May 7, 2026pubmed logopapers

Authors

Barough SS,Ohno S,Bilgel M,Moghekar A,Sair HI,Luciano MG,Moghekar A

Affiliations (5)

  • Department of Neurology, Johns Hopkins University School of Medicine, Baltimore, MD, USA.
  • Department of Radiology and Radiological Science, Johns Hopkins University, Baltimore, MD, 21287, US.
  • Laboratory of Behavioral Neuroscience, National Institute on Aging, NIH, Baltimore, MD 21224, USA.
  • Department of Neurosurgery, Johns Hopkins University School of Medicine, Baltimore, MD, USA.
  • Department of Neurology, Johns Hopkins University School of Medicine, Baltimore, MD, USA. Electronic address: [email protected].

Abstract

Idiopathic normal pressure hydrocephalus (iNPH) is frequently underdiagnosed due to non-specific symptoms and the risks of invasive testing.

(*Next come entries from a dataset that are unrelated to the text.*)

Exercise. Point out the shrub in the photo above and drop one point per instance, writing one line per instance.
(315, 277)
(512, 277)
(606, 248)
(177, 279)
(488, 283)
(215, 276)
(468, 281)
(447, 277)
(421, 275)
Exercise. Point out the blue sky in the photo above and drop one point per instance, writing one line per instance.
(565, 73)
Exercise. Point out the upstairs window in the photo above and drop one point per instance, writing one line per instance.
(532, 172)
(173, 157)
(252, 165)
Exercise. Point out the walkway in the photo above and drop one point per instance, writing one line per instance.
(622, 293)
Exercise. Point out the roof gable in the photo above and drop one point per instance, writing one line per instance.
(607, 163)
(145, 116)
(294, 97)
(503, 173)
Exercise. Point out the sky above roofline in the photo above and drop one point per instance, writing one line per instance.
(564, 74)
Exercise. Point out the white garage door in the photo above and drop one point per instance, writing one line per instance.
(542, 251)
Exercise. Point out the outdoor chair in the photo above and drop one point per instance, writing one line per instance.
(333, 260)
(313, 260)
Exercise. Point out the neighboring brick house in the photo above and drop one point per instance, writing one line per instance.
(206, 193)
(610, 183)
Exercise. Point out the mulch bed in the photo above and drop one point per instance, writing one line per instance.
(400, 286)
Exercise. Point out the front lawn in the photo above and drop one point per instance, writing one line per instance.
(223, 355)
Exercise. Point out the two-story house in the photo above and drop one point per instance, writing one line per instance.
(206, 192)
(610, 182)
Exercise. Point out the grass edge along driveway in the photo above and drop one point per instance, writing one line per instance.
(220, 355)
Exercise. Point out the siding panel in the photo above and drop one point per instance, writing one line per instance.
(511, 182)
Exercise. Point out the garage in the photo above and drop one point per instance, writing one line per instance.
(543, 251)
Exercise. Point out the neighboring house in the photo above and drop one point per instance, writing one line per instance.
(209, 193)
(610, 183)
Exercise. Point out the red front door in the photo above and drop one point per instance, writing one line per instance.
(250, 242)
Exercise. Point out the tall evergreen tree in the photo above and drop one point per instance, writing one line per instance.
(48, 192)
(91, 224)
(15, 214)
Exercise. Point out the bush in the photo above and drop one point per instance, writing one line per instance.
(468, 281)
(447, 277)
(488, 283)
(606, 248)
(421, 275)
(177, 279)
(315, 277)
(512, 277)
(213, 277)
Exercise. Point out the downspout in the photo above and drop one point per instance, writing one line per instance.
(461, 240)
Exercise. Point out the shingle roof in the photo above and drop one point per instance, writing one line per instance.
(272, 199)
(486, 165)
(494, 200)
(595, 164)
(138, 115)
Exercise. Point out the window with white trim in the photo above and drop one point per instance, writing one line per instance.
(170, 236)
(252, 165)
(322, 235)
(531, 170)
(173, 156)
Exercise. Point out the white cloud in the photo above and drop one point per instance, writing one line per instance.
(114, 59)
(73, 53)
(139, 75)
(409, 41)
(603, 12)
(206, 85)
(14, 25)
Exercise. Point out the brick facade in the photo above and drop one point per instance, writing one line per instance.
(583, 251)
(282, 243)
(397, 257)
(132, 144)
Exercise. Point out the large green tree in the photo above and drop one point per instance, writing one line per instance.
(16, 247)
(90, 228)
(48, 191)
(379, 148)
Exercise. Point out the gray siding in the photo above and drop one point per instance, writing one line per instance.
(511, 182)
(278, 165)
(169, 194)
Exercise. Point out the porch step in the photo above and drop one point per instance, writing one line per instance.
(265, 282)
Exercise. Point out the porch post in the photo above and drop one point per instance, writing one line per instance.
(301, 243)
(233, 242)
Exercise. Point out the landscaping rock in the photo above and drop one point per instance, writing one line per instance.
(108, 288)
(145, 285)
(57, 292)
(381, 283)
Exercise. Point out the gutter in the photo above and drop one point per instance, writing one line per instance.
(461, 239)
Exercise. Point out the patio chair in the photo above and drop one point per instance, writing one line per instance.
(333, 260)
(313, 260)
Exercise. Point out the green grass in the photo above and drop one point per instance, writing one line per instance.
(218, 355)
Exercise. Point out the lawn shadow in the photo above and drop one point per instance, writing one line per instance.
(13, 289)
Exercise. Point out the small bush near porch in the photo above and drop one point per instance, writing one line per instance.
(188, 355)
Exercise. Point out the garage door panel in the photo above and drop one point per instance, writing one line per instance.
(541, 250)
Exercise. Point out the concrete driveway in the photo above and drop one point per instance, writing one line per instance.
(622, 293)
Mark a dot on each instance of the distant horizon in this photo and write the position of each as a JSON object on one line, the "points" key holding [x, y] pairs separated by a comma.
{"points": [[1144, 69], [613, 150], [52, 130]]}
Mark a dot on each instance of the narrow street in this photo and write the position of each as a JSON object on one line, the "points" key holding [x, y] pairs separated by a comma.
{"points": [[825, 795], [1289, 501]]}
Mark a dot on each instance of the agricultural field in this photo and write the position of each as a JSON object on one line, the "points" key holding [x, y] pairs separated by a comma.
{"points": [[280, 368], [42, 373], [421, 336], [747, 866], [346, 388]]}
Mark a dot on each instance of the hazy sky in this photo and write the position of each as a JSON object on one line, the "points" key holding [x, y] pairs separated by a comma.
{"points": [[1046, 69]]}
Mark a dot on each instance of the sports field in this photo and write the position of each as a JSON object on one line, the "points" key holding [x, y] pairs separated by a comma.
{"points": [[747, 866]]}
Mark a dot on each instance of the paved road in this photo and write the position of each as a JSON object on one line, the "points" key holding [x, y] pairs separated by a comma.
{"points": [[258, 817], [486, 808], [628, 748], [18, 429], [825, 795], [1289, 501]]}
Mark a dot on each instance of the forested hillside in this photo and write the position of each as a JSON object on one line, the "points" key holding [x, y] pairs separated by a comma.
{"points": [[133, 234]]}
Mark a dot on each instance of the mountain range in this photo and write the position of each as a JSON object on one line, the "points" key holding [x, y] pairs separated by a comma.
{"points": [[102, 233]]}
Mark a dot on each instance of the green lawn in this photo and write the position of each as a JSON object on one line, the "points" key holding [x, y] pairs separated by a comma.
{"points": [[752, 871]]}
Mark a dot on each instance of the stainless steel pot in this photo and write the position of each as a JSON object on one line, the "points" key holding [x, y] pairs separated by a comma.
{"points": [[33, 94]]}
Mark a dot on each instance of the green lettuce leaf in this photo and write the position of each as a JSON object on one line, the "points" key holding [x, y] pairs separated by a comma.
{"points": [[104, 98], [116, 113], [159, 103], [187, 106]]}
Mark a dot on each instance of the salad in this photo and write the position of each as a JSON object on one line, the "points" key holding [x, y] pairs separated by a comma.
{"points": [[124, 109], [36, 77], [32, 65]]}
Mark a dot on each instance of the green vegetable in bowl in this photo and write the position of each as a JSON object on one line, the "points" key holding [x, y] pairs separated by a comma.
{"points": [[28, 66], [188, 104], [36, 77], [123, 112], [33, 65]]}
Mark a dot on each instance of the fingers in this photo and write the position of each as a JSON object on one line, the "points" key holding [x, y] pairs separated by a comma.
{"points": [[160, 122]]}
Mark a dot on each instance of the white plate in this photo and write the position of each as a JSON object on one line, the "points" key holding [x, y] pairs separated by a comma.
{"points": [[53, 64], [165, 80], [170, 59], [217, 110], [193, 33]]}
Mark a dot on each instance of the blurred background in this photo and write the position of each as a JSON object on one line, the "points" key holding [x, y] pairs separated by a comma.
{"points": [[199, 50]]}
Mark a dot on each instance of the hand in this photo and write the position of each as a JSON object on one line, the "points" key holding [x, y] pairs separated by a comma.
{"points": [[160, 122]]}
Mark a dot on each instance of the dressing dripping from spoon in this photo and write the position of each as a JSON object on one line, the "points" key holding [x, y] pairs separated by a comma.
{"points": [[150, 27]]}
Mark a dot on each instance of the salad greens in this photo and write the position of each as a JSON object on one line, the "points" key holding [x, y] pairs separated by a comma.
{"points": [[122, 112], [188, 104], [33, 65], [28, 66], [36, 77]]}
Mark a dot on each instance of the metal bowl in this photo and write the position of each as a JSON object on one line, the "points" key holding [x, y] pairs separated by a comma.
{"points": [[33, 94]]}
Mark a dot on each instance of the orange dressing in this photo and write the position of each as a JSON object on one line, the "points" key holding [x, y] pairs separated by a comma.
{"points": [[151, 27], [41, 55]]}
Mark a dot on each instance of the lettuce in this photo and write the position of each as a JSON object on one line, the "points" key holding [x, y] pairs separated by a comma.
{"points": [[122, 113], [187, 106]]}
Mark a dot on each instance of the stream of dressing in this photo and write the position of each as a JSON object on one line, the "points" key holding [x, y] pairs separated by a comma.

While disproportionately enlarged subarachnoid space hydrocephalus (DESH) is a hallmark imaging feature, manual assessment is subjective and qualitative. We developed the Disproportionately Elevated Sulcal Index (DESI), a fully automated deep learning-based volumetric biomarker, to objectively quantify these morphological changes. We trained a U-Net model with an EfficientNet-B0 encoder on T1-weighted MRI scans from the Baltimore Longitudinal Study of Aging and Johns Hopkins Clinic (n=1,248) to segment Sylvian fissures and superior sulcal spaces. DESI was defined as the volumetric ratio of the Sylvian fissure to superior sulci within an AC-PC aligned wedge. The model was externally validated on the multi-site PENS trial dataset (n=94), comparing NPH patients against healthy controls and participants with Alzheimer's disease and vascular dementia. In external validation, DESI demonstrated high diagnostic accuracy. The index distinguished NPH patients with DESH features from non-DESH NPH cases with an Area Under the Curve (AUC) of 0.97. When differentiating NPH with DESH from a pooled group of healthy controls and neurodegenerative mimics, DESI achieved an AUC of 0.99 (sensitivity 98%, specificity 100%). In a broad comparison of all NPH cases versus all non-NPH groups, DESI maintained an AUC of 0.94. DESI provides a robust, fully automated quantification of sulcal disproportion that effectively differentiates iNPH from normal aging and neurodegenerative mimics. This continuous, non-invasive metric offers a scalable tool for accurate iNPH screening and patient stratification in clinical settings.